Foto: Waldemir Barreto/Agência Senado

Como deputados de primeiro mandato podem inovar de fato?


A atuação de parlamentares nos próximos quatro anos determinará quem, de fato, representa a renovação política

Nas eleições gerais de 2018, a bandeira da renovação fez diferença nas urnas. Não à toa, tivemos "renovações" recordes no parlamento federal e em algumas assembleias estaduais. Entretanto, o que vemos, na maioria dos casos, são novas caras para velhas práticas, pois renovação sem inovação política é repetição.

Os novos parlamentares têm uma oportunidade única de inovar, mas para isso é preciso exercitar a imaginação e ousar o vislumbre de um outro jeito de fazer política. Esse movimento pode transformar radicalmente o contexto e criar exemplos a serem seguidos.

Algo semelhante aconteceu bem perto, no México, e se tornou uma referência para quem quer fazer política de maneira diferente. É o caso de Pedro Kumamoto, primeiro deputado distrital independente eleito no país e  que utiliza a proximidade e a coletividade como linguagem. Por meio de ferramentas de transparência, justifica aos eleitores cada um dos seus votos e abre mão de 70% do seu salário para ser distribuído a projetos de formação cidadã. Para completar, seu gabinete é um grande hub de encontro da sociedade civil, "sem muros", que aproxima a política da vida das pessoas. Cumpre assim o seu mote de campanha: "Los Muros Si Caen". No ano passado, pleiteou cargo no Senado, teve quase 600 mil votos, mas não foi eleito.

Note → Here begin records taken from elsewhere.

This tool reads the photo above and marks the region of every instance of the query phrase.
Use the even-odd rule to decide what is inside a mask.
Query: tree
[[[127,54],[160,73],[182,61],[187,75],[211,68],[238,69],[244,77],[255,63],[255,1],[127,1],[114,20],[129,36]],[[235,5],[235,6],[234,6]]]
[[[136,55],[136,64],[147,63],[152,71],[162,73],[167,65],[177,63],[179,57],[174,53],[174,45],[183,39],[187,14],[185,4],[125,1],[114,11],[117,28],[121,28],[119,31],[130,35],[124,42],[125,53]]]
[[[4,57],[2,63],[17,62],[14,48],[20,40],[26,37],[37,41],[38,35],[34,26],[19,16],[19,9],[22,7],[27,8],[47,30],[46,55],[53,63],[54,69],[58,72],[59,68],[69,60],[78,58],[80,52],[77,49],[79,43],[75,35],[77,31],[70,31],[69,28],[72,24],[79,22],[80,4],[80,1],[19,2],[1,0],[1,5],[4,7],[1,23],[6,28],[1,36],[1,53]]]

No Brasil, o questionamento do status quo na política – na estética, na forma e no conteúdo – não é necessariamente inédito, mas é um movimento sem retorno. Em Minas Gerais, Cida Falabella e Áurea Carolina (PSOL-MG), eleitas como vereadoras em 2016, derrubaram paredes e juntaram equipes no mesmo espaço para formar a Gabinetona. Assim, reduziram custos e potencializaram recursos. A exemplo de Kumamoto, destinam 30% da verba do gabinete a iniciativas culturais da cidade. Áurea, eleita deputada federal em 2018, deve agora repetir essas experimentações em Brasília.

Os millennials – e seus ativismos – começam a chegar ao poder com outras referências e um novo imaginário sobre a política institucional

Em 2019, novos mandatos como o da Marina Helou (Rede-SP), Felipe Rigoni (PSB-ES), Vinicius Poit (Novo-SP), Tiago Mitraud (Novo-MG), Bancada Ativista (PSOL-SP) e Tabata Amaral (PDT-SP) abriram processos seletivos para recrutar a equipe do gabinete, convocando a sociedade civil a adentrar a máquina política, para transformar, por dentro, as instituições. E as inovações vão além.

Tabata planeja ter um gabinete itinerante, que visitará os municípios com uma agenda para a pedagogização sobre participação política. E seguindo o modelo da Gabinetona, pretende otimizar verbas parlamentares ao criar um espaço de trabalho conjunto com o também deputado federal Rigoni e o senador Alessandro Vieira (Rede-SE), todos do movimento Acredito, do qual ela é uma das idealizadoras. Criarão também vagas específicas, como de cientista de dados, que atenderá ao gabinete compartilhado. Já o deputado Vinicius Poit planeja transformar o gabinete em coworking, além de estruturar um planejamento estratégico do mandato nos moldes que costumamos ver em processos de inovação do setor privado.

Os millennials – e seus ativismos – começam a chegar ao poder com outras referências e um novo imaginário sobre a política institucional. Carregam também consigo novas ferramentas que permitem maior fluidez na comunicação junto à sociedade. E uma visão que vai além do palanque, das reuniões a portas fechadas e do compadrio político.

Agora, muitos dos representantes potenciais dessa renovação precisam ter um papel de "ponte" entre o jeito antigo de fazer política e a nova cultura que propõem, de maneira transversal à agenda partidária. É um processo de transição e os desafios são enormes.

Nas posições que ocupam, precisam incentivar o diálogo entre pares e consolidar, em frentes, o que não conseguiriam fazer sozinhos em um primeiro mandato. De alguma forma, têm a missão de contaminar o Congresso com outro código de conduta e, literalmente, constranger aqueles contrários à transparência, abertura e participação. São inovações necessárias, ainda mais num cenário político instável como é o atual. São as práticas, aliadas ao conteúdo, que fortalecerão a democracia e determinarão quem se consolidará como renovação política.

Luciana Minami e Beatriz Pedreira são pesquisadoras do Instituto Update, organização que desenvolve inteligência e tecnologia para inovação política na América Latina.